Stench may force evacuations
Algae bloom on Little Gaynor Lake may pose health hazards


LONGMONT — An overwhelming stink from a stagnant pond south of the city may force nearby residents to evacuate their homes, health officials said Thursday.

Homeowners around Little Gaynor Lake, located southeast of the intersection of 95th Street and Oxford Road, received the warning from a Boulder County Public Health hotline message Thursday evening.

Jennifer Haratsaris, one of several nearby residents who complained of the oppressive stench, said the odor around her home has grown so vile in recent weeks that her husband suffered from headaches.

“Every night it smells really bad, like rotten eggs and sulfur,” Haratsaris said. “It’s really unpleasant.

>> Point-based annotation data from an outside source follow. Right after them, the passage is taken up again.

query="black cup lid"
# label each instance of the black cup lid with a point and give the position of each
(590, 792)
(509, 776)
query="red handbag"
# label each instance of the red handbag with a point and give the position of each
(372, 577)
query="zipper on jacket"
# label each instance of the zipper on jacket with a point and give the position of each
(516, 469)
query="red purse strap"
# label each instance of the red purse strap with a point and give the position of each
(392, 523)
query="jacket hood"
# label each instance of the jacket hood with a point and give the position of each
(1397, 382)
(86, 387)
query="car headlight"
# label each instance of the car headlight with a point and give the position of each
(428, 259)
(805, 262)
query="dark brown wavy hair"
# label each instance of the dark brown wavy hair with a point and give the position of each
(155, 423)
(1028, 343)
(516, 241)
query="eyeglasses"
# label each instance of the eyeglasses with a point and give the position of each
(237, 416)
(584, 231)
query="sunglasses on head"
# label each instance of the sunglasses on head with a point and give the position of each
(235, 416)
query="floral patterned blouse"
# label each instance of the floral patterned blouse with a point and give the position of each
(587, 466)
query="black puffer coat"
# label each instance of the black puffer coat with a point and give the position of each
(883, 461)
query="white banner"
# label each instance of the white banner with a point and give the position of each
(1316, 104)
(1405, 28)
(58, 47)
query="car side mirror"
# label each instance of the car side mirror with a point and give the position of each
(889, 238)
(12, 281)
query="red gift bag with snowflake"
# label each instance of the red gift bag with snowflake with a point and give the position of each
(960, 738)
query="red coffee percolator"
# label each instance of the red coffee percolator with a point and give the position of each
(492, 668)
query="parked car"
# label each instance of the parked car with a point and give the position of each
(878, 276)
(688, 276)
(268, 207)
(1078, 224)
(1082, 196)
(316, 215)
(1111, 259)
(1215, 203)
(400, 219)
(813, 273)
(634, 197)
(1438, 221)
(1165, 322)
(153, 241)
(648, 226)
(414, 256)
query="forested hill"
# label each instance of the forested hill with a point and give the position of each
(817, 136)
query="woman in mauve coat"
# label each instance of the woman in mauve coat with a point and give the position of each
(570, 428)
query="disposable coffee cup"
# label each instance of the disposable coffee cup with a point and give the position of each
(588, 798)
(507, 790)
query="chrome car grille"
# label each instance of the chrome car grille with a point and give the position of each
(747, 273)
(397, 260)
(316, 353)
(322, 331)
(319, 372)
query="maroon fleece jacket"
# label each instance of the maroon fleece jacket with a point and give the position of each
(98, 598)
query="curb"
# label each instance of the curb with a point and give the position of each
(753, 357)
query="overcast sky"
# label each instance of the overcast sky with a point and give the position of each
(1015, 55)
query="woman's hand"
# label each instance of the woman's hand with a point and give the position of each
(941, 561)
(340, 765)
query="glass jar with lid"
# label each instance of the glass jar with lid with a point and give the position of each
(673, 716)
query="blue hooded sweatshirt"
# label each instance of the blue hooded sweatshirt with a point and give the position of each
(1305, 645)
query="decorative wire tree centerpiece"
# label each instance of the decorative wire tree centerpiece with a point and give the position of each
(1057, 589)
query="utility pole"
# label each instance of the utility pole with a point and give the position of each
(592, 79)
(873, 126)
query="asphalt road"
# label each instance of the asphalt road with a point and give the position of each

It’s put a damper on the neighborhood.”

Health officials may be unable to treat the problem because the stink is a naturally occurring phenomenon.

Unusually hot weather in July helped create an enormous algae bloom in the pond that is producing large amounts of hydrogen sulfide, county spokesman Jim Burrus said.

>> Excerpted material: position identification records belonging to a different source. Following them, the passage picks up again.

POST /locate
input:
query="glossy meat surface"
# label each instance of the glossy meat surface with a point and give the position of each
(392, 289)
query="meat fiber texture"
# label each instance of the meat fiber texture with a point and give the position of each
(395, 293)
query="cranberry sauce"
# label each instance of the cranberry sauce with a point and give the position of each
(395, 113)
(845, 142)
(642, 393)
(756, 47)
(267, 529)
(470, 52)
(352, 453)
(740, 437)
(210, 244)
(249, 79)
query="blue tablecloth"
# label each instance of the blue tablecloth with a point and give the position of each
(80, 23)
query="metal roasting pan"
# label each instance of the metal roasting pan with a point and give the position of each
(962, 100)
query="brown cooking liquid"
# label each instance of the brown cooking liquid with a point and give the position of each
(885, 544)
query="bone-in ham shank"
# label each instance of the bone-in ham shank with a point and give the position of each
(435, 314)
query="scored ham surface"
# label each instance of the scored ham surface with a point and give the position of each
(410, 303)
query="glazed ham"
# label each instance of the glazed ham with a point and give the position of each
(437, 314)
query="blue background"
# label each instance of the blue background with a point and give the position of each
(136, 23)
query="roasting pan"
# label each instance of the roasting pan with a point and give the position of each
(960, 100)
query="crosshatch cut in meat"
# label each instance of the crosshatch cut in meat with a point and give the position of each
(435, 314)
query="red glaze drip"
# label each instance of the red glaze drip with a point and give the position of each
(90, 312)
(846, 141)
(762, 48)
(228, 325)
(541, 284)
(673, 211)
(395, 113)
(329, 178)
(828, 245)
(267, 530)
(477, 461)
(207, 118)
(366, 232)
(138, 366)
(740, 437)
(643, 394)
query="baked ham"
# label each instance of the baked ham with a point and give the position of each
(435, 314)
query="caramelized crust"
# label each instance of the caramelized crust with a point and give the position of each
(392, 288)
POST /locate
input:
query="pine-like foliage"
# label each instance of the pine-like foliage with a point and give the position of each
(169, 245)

“This stuff is heavier than air, so it pools in low-lying areas,” Burrus said of the gas. “We don’t suspect it’s a major public health problem.”

However, the health department’s hotline, 303-441-1460, urged residents to evacuate and see a doctor if they experience headaches, nausea, eye irritation, confusion, seizures or tremors.

Ecologists refer to Little Gaynor Lake as a “prairie pothole,” a low-lying body of water with no fresh water moving through it, Burrus said.

Officials have no plans to treat the water with chemicals because it a wildlife sanctuary managed by Boulder County Parks and Open Space. However, they may dump barley hay in the water to curb algae growth, Burrus said.

Health workers scrambled Thursday to find a private company that can sample air quality around the lake and determine if the air has reached dangerous levels, Burrus said.

Air monitoring will likely begin Saturday, but results may not be available for weeks, he said.

Aine Loomis, who has lived next to the pond for six years, said she first noticed a stench coming from the water about a month ago.

“It’s a very pretty lake, but I guess this is the downside of living next to it,” she said. “It’s like a bad septic tank. It wakes you up at night.”